Computer Science Department
------------------------------------------

CS539 Machine Learning - Spring 2009 
Project 4 - Evaluating Hypotheses

PROF. CAROLINA RUIZ 

Due Date: Thursday, March 5th, 2009. and Written Report is due at 3:30 pm (beginning of class). 
------------------------------------------

  1. Study Chapter 5 in detail.

  2. Solve each of the book exercises at the end of the Chapter 5:

    5.1, 5.2, 5.3, 5.4, 5.5, and 5.6.

  3. Use stratified sampling to select two different subsets of 1000 data instances each from the census-income (also called "adult") dataset. Let's denote these subsets S1 and S2. Let income (>50K, <=50K) be the target attribute.
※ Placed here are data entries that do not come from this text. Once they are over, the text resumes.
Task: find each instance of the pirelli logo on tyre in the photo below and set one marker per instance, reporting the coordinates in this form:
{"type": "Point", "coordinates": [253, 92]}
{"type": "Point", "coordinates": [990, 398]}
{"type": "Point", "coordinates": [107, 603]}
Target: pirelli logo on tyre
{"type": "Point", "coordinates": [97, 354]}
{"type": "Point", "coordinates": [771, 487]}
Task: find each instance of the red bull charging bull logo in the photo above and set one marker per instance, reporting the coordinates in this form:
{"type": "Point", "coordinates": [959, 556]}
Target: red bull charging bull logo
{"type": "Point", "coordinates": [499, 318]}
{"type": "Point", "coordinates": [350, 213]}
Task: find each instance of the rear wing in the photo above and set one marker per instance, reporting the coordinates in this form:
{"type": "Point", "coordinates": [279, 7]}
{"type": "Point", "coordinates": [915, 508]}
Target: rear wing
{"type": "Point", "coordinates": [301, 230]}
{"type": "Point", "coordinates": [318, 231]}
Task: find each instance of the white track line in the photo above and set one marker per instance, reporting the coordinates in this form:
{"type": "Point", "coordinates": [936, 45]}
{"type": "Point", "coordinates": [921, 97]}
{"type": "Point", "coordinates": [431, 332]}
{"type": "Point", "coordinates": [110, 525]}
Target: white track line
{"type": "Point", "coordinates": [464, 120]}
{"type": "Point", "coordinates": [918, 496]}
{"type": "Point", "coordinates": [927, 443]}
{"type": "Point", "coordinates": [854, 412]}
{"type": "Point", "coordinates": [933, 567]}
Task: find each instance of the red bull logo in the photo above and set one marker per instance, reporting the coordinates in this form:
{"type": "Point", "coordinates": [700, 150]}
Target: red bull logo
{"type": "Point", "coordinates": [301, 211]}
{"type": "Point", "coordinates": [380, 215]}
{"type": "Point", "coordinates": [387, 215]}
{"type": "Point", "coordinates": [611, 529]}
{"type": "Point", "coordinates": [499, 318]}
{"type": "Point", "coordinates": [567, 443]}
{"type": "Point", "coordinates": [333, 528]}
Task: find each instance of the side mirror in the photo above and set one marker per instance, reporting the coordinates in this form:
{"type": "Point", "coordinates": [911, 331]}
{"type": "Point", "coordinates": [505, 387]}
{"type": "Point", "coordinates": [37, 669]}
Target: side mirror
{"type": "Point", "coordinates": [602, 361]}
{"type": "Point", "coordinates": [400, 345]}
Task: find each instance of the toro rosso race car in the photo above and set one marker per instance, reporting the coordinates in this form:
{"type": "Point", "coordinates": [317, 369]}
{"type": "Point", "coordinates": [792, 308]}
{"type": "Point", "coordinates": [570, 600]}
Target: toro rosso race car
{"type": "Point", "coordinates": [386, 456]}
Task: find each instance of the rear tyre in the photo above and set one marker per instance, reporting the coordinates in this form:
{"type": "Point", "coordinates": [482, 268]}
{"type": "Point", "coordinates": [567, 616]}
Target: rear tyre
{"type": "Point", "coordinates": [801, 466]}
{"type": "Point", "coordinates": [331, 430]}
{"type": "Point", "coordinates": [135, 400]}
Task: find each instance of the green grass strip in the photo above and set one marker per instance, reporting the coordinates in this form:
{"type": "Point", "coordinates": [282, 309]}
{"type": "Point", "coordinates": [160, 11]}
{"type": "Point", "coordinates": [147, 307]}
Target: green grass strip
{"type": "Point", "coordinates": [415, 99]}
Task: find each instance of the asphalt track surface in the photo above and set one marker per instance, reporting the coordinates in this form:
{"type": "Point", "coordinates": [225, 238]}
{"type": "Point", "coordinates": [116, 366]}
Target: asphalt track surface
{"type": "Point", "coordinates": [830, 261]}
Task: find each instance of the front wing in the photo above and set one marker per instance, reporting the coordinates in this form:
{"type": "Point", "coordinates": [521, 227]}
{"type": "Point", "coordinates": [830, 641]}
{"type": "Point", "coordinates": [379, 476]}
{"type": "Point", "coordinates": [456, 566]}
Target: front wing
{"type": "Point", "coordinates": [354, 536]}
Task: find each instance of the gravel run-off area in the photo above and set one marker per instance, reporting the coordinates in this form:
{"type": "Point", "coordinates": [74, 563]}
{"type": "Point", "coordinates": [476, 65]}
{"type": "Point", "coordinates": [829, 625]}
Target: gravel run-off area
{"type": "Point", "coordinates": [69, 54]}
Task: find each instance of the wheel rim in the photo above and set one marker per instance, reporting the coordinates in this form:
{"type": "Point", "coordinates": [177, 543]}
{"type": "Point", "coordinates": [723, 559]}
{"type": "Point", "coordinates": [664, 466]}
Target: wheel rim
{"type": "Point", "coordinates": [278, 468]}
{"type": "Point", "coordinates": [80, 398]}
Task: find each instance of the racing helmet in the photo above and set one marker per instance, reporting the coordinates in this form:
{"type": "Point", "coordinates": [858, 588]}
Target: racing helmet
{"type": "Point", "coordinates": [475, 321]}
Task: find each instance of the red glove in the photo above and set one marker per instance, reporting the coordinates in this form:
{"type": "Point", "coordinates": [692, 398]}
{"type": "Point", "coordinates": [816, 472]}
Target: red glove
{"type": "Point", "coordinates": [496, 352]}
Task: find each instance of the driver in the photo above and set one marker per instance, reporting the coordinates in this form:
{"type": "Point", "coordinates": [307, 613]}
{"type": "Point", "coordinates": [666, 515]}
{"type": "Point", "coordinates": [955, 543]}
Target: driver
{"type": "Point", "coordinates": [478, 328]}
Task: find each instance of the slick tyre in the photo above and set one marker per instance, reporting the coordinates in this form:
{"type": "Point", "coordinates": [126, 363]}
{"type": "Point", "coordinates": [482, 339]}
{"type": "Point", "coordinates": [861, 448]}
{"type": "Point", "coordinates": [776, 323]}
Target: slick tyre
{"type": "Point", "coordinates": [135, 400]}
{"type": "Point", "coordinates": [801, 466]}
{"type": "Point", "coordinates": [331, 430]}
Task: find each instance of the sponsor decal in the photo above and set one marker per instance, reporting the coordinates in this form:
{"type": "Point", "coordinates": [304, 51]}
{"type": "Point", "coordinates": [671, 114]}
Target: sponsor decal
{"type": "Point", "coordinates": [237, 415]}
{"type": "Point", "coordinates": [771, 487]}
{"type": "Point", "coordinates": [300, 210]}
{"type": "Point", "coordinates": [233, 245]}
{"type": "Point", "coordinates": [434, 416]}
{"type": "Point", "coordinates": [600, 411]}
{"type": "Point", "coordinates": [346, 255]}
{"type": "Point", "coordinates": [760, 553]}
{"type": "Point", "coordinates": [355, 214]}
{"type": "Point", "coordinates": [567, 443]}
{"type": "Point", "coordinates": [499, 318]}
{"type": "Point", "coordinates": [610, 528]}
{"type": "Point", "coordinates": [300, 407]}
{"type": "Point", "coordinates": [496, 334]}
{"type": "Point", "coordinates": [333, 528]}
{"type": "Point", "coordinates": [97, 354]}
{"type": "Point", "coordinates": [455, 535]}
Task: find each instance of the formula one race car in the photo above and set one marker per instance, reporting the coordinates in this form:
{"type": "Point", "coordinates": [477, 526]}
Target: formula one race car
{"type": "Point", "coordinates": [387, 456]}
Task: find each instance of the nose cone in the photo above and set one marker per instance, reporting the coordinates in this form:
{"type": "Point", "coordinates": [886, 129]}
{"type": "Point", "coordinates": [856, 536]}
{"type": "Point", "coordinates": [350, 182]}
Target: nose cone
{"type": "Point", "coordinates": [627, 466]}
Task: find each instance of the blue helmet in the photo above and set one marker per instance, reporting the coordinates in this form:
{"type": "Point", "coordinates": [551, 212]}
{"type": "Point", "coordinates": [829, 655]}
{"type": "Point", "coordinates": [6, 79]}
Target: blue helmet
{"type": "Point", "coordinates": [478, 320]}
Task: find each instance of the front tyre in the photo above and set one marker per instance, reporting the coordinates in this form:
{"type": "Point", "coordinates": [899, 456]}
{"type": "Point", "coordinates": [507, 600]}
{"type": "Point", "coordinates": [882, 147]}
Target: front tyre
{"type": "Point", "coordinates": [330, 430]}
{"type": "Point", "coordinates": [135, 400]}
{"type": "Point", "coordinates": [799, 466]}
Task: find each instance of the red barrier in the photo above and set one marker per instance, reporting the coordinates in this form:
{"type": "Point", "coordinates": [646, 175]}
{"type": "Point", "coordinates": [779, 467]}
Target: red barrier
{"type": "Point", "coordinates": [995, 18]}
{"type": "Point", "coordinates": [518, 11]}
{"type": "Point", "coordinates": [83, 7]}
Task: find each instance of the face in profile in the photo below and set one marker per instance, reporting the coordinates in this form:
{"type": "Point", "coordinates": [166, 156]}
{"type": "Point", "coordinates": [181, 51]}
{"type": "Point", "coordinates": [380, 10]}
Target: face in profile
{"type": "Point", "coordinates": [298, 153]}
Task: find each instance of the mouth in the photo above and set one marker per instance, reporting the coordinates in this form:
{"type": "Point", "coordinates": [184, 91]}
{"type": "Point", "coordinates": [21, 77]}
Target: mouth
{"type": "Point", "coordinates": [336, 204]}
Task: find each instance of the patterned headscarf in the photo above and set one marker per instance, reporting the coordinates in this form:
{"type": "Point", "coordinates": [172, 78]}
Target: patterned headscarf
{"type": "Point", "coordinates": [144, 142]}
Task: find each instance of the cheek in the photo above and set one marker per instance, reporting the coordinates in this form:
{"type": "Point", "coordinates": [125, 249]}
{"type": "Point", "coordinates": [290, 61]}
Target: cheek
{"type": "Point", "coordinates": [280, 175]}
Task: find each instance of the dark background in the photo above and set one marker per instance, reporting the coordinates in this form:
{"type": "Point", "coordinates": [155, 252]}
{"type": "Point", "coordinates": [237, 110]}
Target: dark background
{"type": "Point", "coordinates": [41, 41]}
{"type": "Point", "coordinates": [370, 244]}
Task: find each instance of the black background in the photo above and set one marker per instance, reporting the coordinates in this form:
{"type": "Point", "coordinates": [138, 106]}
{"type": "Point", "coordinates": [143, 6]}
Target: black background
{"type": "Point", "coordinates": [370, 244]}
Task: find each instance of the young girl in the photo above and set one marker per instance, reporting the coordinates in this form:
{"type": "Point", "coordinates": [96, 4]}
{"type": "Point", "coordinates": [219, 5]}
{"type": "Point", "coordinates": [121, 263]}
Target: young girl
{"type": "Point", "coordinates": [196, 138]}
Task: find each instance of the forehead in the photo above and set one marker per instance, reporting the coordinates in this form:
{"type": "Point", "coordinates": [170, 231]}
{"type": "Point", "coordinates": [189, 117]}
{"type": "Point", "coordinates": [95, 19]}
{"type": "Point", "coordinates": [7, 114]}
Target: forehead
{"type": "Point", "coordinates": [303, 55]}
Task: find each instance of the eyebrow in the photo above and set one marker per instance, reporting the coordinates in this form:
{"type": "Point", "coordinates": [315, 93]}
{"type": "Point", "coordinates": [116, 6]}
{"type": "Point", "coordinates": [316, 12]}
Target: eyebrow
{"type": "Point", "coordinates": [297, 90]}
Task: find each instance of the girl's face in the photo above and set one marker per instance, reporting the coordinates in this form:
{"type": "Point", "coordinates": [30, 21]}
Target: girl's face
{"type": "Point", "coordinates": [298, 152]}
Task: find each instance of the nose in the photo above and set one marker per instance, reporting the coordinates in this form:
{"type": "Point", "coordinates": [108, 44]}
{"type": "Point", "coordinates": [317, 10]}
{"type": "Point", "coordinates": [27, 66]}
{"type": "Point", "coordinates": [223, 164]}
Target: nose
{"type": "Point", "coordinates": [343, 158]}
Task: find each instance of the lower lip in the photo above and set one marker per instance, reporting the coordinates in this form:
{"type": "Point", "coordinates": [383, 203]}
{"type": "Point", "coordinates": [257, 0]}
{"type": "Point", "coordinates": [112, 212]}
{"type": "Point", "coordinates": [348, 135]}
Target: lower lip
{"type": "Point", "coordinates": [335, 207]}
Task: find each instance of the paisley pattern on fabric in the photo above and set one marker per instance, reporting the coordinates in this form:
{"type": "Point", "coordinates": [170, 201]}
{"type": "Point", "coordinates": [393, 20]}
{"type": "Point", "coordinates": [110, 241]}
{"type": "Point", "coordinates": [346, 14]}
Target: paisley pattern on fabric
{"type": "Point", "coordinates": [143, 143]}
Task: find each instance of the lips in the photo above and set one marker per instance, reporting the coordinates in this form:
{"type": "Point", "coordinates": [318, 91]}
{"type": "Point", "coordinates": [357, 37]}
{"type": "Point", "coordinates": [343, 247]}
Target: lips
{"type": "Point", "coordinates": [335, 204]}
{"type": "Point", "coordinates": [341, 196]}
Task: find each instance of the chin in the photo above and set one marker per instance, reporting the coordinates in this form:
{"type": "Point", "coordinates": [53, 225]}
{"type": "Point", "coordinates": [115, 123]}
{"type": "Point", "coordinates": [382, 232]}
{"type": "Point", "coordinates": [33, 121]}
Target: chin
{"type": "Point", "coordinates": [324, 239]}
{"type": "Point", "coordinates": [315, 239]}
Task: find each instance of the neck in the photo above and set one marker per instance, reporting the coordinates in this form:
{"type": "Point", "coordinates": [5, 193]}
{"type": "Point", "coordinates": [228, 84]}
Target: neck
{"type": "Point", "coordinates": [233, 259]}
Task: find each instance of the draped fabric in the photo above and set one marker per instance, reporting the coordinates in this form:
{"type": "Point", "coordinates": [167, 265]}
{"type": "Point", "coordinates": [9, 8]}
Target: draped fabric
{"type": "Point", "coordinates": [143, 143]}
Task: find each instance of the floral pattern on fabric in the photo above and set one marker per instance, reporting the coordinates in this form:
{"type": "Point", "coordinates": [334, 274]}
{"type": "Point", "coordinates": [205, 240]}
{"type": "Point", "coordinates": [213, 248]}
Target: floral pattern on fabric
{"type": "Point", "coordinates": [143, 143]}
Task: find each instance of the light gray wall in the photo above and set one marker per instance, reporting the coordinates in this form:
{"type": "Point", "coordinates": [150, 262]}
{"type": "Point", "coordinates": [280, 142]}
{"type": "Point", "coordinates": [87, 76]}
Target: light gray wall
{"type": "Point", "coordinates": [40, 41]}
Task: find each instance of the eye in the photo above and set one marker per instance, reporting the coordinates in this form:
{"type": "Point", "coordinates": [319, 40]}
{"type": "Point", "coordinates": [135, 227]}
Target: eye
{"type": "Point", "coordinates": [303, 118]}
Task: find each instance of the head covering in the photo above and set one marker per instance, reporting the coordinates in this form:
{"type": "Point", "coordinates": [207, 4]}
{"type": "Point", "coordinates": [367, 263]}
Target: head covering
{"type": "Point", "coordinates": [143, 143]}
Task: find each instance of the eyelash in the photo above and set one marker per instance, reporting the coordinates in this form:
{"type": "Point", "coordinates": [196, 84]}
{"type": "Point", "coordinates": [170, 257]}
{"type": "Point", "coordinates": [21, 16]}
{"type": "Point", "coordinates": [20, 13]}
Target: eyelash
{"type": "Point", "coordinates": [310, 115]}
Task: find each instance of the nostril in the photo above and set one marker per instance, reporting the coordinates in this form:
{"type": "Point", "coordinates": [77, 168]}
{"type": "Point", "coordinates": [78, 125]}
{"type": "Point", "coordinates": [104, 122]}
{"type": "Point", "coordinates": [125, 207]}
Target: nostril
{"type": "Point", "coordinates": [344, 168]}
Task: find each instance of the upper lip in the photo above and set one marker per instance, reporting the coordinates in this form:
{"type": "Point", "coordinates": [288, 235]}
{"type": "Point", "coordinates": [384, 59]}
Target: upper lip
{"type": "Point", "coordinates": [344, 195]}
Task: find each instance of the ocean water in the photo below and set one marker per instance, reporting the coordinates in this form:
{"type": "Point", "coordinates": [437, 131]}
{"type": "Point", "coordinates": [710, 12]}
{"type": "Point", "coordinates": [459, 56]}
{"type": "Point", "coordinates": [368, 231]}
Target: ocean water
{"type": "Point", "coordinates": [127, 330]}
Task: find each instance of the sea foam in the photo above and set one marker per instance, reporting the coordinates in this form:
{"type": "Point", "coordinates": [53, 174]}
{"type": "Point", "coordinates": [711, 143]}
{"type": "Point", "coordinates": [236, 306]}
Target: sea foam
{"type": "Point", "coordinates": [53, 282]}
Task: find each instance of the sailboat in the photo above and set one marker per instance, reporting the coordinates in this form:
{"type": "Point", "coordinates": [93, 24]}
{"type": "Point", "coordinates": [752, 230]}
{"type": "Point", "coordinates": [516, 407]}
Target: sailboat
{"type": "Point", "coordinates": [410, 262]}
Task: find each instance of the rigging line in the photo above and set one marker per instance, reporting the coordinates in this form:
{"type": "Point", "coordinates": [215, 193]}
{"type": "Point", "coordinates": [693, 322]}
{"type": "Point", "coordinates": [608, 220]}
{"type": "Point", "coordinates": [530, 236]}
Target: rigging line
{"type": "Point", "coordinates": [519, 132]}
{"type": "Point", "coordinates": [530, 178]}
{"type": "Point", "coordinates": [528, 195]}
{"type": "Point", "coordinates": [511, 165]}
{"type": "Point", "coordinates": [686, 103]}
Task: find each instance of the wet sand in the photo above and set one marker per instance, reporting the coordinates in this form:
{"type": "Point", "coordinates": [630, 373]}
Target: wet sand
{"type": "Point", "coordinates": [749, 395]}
    1. Train a J4.8 decision tree t over S1 using a 75% split. That is, use 75% of the data to build the tree and the remaining 25% to calculate the errorS1'(t). Use this errorS1'(t) to estimate with 95% probability the errorD(t), i.e. the error of t over the entire distribution D of census-income instances (not just the 50,000 data instances available at the dataset website).

    2. Train a neural network nn with 1 hidden layer and other default parameters over the dataset S2 using a 75% split. That is, use 75% of the data in S2 to train the neural net and the remaining 25% to calculate the errorS2'(nn). Compare the decision tree t from above and the neural network nn by estimating the difference d between the true errors of these two hypotheses with 95% probability using errorS1'(t) and errorS2'(nn).

    3. Compare J4.8 decision trees and neural networks (with default parameters) over the census-income dataset by running Weka's experimenter over S1, with 1 repetition of 10-fold cross-validation. Make sure to store the results that the experimenter outputs in an arff file.

      1. From the arff results file, extract the error (Percent_incorrect) of decision trees and of neural networks on each iteration of 10-fold cross-validation. Using those errors, follow by hand the paired t test procedure described in Section 5.6 of your textbook. Use an approximate confidence interval of 95%, k=10, and data subset S1 as D0. Show each step of your calculations. (Note that you need to find out the constant t 95, 9 so that you can complete the calculations.)

      2. From the "Analyse" tab of the Experimenter, use the "Paired T-Tester" to perform a test comparing the "percent_incorrect" of both learning methods used in the experiment with Significance = 0.05 (which is the same as confidence = 95%). Include in your document the results of the paired t test reported by Weka. Compare with the results you obtained above when you ran the paired t test by hand.

Please turn in written solutions to these problems at the beginning of class on Thursday, March 5th and be ready to discuss your solutions and the chapter in class.